Union President Threatens Opponents of Common Core with Violence

When unions get involved in political debates, it gets ugly fast. For example, the SEIU is known to bus hundreds of protesters to private residences where they stand around people’s houses and denounce the occupants and their employers over megaphones.

But the New York’s United Federation of Teachers has taken things to a whole new level of ugly.

At a convention last month, the UFT’s president Michael Mulgrew gave a speech in support of Common Core and directed a harsh warning to anyone who dared to oppose the program:

“The standards are ours. Tests are ours. We are fighting now because they took tests away…You don’t back down from a fight. They took our standards away from us, we’re going to take them back from them, because that is our tool, we are the teachers…So I stand here in support for [Common Core] for one simple reason. If someone takes something from me, I’m going to grab it right back out of their cold, twisted, sick hand, and say it is mine. You don’t take what is mine. And I’m going to punch you in the face and push you in the dirt!”

Well, that escalated quickly.

What’s more troubling is that the audience, presumably full of public school teachers, applauded the childish rhetoric.

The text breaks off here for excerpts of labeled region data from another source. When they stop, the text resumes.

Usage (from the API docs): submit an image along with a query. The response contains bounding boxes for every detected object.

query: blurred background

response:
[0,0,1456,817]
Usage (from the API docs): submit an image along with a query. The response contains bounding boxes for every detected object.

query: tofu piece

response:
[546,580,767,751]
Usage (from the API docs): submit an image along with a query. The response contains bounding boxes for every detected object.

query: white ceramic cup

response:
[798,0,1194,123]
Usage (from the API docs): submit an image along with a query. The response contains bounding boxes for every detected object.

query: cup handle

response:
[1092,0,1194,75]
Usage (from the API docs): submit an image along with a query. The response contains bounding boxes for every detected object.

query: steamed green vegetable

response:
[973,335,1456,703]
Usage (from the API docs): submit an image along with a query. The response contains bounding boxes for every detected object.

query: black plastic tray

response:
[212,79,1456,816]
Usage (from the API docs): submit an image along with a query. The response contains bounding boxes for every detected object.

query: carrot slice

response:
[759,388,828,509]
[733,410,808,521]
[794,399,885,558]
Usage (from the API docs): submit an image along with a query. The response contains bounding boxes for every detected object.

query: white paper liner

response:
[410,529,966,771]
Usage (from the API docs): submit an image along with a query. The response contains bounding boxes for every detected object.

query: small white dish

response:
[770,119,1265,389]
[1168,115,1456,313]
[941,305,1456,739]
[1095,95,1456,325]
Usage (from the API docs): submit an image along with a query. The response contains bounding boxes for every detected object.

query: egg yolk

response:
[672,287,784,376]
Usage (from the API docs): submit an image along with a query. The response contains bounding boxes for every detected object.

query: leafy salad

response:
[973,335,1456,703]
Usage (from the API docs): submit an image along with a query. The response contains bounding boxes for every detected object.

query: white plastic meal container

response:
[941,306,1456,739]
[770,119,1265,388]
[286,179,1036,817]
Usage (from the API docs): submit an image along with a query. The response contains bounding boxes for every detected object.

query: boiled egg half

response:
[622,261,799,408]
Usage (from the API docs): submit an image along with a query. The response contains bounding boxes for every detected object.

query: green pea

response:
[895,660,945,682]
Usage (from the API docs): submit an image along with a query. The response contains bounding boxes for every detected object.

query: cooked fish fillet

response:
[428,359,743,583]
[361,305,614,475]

Mulgrew also fails to draw a distinction between his union and teachers as a profession when he says that tests and standards are “ours.” I’m sure that there is a good amount of teachers who don’t think they actually own tests and standards for academic achievement. And plenty of union and nonunion teachers oppose Common Core.

Mulgrew’s militant rhetoric implies that union teachers control every aspect of our kids’ education. If he’s right, then any education reforms have to go through people like him first.

That in and of itself is a case against the existence of powerful teachers’ unions who view standards for academic achievement as their property.

This post is not meant to be a condemnation of all teachers who happen to be union members. There are many teachers who realize that nasty partisanship pervades their unions’ leadership and these teachers should consider joining the Association of America’s Educators, which is a group that offers all the benefits of a teachers’ union with none of the partisanship.